Rosemary & Olive Oil Almonds

Napa, USA

When Dario and were in Napa visiting Emily and Charlotte, we stopped at the Robert Sinskey Vineyards for some wine tasting.  The tasting was pretty overpriced, frankly, and there was only 1 wine — the 2008 Pinot Gris — that we all really liked.  I will say that although we tried several other wines elsewhere that we enjoyed, the pinot remained our favorite of the day.  For me that’s saying something, since I usually don’t go for white wines at all.

To help us feel better about the big tasting fee, they gave us leetle snackies and, if we liked, recipe cards.  By far the best snack was the rosemary roasted almonds.  They served them with a red wine that they called “POV,” for “point of view.”  Meaning, they don’t tell you anything about the grapes or the mix, they leave it up to your point of view, no expectations.  We didn’t much care for it on its own, but the almonds helped a lot!

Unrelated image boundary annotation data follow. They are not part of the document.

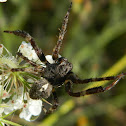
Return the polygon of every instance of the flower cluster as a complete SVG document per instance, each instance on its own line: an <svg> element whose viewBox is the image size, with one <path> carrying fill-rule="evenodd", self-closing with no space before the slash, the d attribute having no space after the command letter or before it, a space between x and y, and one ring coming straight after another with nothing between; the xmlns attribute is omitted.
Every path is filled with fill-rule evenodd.
<svg viewBox="0 0 126 126"><path fill-rule="evenodd" d="M18 52L45 67L38 59L30 43L23 41ZM53 62L50 55L46 58L49 62ZM34 82L35 78L33 76L30 78L30 75L27 77L26 72L11 71L12 68L26 66L26 63L22 65L21 62L20 58L12 56L4 45L0 44L0 118L16 110L21 110L19 117L30 121L33 116L38 116L41 113L42 100L33 100L28 93L31 82ZM29 82L29 79L32 81Z"/></svg>

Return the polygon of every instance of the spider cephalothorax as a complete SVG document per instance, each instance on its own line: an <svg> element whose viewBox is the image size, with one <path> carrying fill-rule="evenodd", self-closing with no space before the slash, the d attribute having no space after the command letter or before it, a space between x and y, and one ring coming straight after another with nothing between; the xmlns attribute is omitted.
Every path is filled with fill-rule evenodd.
<svg viewBox="0 0 126 126"><path fill-rule="evenodd" d="M51 61L46 58L42 50L37 46L35 40L26 32L21 30L16 31L4 31L6 33L12 33L17 36L21 36L25 38L28 42L31 43L31 46L35 50L39 60L45 64L42 66L37 64L36 62L29 60L27 57L23 56L22 53L18 52L17 55L31 64L32 69L30 68L13 68L11 69L12 72L17 71L25 71L30 73L35 73L41 76L41 79L36 81L31 89L30 89L30 97L32 99L41 99L41 98L48 98L50 94L53 95L54 104L53 106L47 111L47 113L52 112L58 106L58 98L56 96L55 88L65 85L66 92L73 97L80 97L84 95L90 95L100 92L105 92L110 90L114 87L119 80L126 75L126 73L119 74L117 76L109 76L109 77L102 77L102 78L90 78L90 79L80 79L72 72L72 64L68 62L68 60L64 57L59 55L59 51L62 45L62 40L66 33L68 17L70 14L72 3L64 17L64 21L62 27L60 29L59 38L57 41L56 46L53 49ZM96 82L96 81L105 81L105 80L114 80L112 84L107 87L94 87L80 92L73 92L72 91L72 84L85 84L89 82Z"/></svg>
<svg viewBox="0 0 126 126"><path fill-rule="evenodd" d="M71 70L72 64L66 58L60 57L53 64L46 63L43 75L53 86L60 86Z"/></svg>

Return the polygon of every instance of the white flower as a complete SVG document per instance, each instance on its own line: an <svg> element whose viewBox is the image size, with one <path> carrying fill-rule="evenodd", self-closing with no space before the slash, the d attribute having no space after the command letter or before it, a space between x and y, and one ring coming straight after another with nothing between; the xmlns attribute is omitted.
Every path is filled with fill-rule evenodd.
<svg viewBox="0 0 126 126"><path fill-rule="evenodd" d="M4 113L9 114L13 110L23 108L23 87L19 88L18 94L15 94L11 100L6 103L7 107L4 108Z"/></svg>
<svg viewBox="0 0 126 126"><path fill-rule="evenodd" d="M27 104L24 104L23 110L19 117L27 121L31 120L32 115L38 116L42 111L42 101L29 99Z"/></svg>

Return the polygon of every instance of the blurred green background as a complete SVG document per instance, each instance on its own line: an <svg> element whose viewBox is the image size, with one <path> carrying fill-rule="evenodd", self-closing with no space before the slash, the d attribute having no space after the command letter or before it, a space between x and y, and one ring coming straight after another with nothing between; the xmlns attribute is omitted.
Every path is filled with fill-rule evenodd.
<svg viewBox="0 0 126 126"><path fill-rule="evenodd" d="M73 71L81 78L126 72L126 0L72 2L61 55L73 63ZM45 54L51 54L69 5L69 0L0 3L0 43L15 55L23 39L3 31L21 29L35 38ZM88 87L98 84L105 86L103 82ZM73 88L80 91L87 87ZM126 78L101 94L73 98L64 86L57 89L57 94L60 106L53 114L44 116L43 112L34 122L26 122L16 113L8 119L25 126L126 126Z"/></svg>

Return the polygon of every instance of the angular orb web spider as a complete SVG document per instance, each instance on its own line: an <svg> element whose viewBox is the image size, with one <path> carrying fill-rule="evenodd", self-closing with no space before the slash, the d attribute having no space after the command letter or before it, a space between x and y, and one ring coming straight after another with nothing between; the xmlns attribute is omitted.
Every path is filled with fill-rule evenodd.
<svg viewBox="0 0 126 126"><path fill-rule="evenodd" d="M21 52L17 53L19 57L21 57L29 64L31 64L31 66L33 66L34 69L32 69L32 73L34 72L38 73L38 75L41 75L42 77L40 80L36 81L32 85L29 92L30 97L32 99L41 99L41 98L48 98L51 94L53 95L53 100L54 100L53 106L48 111L45 110L46 113L50 113L58 107L58 98L55 89L58 88L59 86L65 85L65 90L70 96L80 97L84 95L90 95L90 94L95 94L95 93L100 93L100 92L105 92L107 90L110 90L120 81L121 78L123 78L126 75L126 73L122 73L117 76L80 79L79 77L77 77L77 75L74 72L72 72L72 68L73 68L72 63L70 63L65 57L59 55L62 41L66 33L68 17L70 14L71 7L72 7L72 3L70 4L70 7L64 17L62 27L59 32L57 44L55 45L52 51L51 60L53 61L53 63L50 63L50 61L44 55L42 50L37 46L35 40L28 33L21 30L4 31L6 33L12 33L14 35L21 36L25 38L26 41L30 42L31 46L35 50L40 61L45 64L46 67L43 67L42 65L39 65L36 62L33 62L32 60L29 60L27 57L23 56ZM31 72L31 70L29 69L13 68L11 69L11 71ZM106 81L106 80L108 81L113 80L114 82L107 87L98 86L80 92L72 91L72 84L86 84L89 82Z"/></svg>

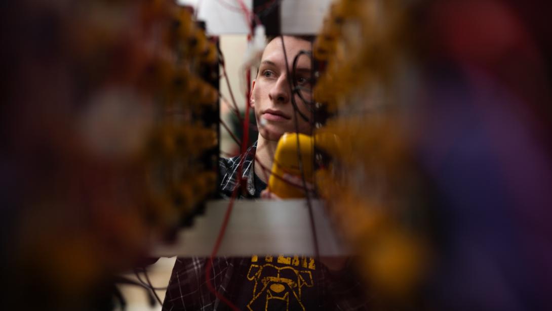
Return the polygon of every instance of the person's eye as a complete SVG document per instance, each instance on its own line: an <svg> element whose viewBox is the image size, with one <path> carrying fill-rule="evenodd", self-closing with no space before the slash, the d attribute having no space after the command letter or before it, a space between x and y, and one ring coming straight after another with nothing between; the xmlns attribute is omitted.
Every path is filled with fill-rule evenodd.
<svg viewBox="0 0 552 311"><path fill-rule="evenodd" d="M298 77L295 81L297 82L298 84L304 85L309 83L310 80L308 78L305 77Z"/></svg>

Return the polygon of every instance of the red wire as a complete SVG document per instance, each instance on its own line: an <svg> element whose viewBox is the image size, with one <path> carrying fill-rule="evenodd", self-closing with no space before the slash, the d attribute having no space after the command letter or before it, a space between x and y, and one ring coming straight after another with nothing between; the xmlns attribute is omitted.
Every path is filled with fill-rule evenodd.
<svg viewBox="0 0 552 311"><path fill-rule="evenodd" d="M240 2L243 4L243 2L240 1ZM245 6L244 6L245 7ZM247 8L245 8L247 9ZM251 40L251 36L249 37L249 40ZM225 64L222 64L223 69L226 72L225 67ZM217 253L219 251L219 249L220 248L220 244L222 243L222 238L224 237L224 234L226 231L226 227L228 226L228 222L230 221L230 215L232 213L232 210L233 208L234 201L236 200L236 197L237 196L237 191L239 189L246 189L246 187L243 187L244 185L244 179L242 176L242 172L243 169L243 160L245 159L246 153L247 152L247 142L249 141L249 109L250 105L248 103L248 99L250 93L251 92L251 70L248 68L247 69L247 92L246 94L246 100L247 101L246 104L246 115L245 115L245 121L243 123L243 138L244 139L241 142L241 154L242 158L240 161L240 163L238 167L238 176L239 178L239 182L242 186L240 187L234 187L233 191L232 192L232 197L230 198L230 201L228 203L228 207L226 209L226 212L224 215L224 218L222 220L222 224L221 226L220 230L219 231L219 235L217 237L216 241L215 242L215 245L213 246L213 251L211 253L211 256L209 257L209 260L207 261L207 264L205 265L205 281L207 283L207 288L210 292L213 293L215 297L219 298L221 302L226 304L228 307L234 311L240 311L240 309L234 305L232 302L228 300L226 297L224 297L222 294L219 293L216 291L214 286L211 283L211 268L213 267L213 259L216 255Z"/></svg>
<svg viewBox="0 0 552 311"><path fill-rule="evenodd" d="M244 158L245 157L242 157L241 160L240 161L239 165L240 167L243 166ZM220 230L219 231L219 235L216 238L216 242L215 242L215 246L213 246L213 251L211 252L211 256L209 257L209 260L207 261L207 264L205 265L205 281L207 283L207 288L215 295L215 297L220 299L220 301L226 304L229 308L233 311L240 311L240 309L234 305L232 302L228 300L224 296L217 292L213 285L211 283L211 268L213 267L213 259L216 255L216 253L219 252L219 249L220 248L222 238L224 237L224 234L226 232L226 227L228 226L228 222L230 219L230 215L232 213L232 210L234 206L234 201L236 200L238 192L237 190L239 187L235 187L234 190L232 192L232 197L230 198L230 202L228 203L228 208L226 209L226 213L225 214L224 219L222 220L222 224L220 227Z"/></svg>

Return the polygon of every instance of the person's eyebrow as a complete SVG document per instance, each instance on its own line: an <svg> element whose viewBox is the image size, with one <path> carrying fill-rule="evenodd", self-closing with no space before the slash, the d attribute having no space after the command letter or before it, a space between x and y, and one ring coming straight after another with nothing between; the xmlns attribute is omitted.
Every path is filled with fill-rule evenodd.
<svg viewBox="0 0 552 311"><path fill-rule="evenodd" d="M273 61L269 61L268 60L265 60L261 62L261 64L266 64L270 66L275 66L276 64Z"/></svg>

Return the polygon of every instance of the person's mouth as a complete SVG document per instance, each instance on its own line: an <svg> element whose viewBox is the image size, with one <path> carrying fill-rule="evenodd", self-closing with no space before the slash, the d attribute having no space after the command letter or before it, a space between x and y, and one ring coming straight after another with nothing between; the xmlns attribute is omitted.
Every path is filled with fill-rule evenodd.
<svg viewBox="0 0 552 311"><path fill-rule="evenodd" d="M263 112L263 117L267 121L284 121L291 118L279 110L267 109Z"/></svg>

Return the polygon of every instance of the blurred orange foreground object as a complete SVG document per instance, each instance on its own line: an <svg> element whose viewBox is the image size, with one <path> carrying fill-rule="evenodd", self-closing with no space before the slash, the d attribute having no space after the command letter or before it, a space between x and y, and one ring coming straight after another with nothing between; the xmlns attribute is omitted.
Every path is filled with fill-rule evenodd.
<svg viewBox="0 0 552 311"><path fill-rule="evenodd" d="M304 175L305 181L312 184L314 149L314 141L312 136L296 133L282 135L276 147L272 174L268 180L270 192L282 199L305 197L305 189L302 183L295 185L283 180L282 178L288 174L298 177L300 180ZM302 167L303 174L300 164Z"/></svg>

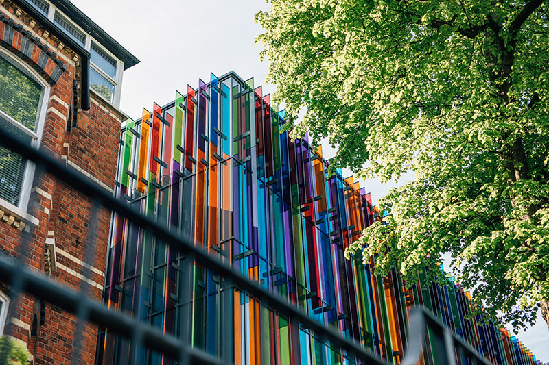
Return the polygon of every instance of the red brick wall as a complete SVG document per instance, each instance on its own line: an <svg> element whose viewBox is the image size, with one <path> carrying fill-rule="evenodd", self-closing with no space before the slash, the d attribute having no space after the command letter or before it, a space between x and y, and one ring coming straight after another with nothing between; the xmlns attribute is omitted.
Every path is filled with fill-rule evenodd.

As I was packing for Ireland, I came across the recipe card, so here you go!

 

Pic from Bitchin' Camaro, a scrumptious food blog.

 

– 3 cups whole, blanched almonds
– Olive oil, enough to cover almonds
– Sage
– Rosemary
– Kosher salt

1) In a large, heavy bottom sauce pot over low heat, just barely cover with olive oil 3 cups whole blanched almonds.

2) Stir frequently, for about 25 minutes until the bubbles go from small and quick to large and slower and the almonds have taken on a deep golden color.

3) Add the leaves of 3 bunches each of Sage and Rosemary, and allow to fry; about 5 minutes. (Caution: Oil will bubble rapidly!)

4) Strain from the oil (reserve) and place on absorbent material (brown paper bag, cloth, paper towels).  The olive oil can be used for this process up to two times more; keep refrigerated!

5) Sprinkle liberally with kosher salt, and allow to cool completely.  Store in an airtight container for up to two weeks.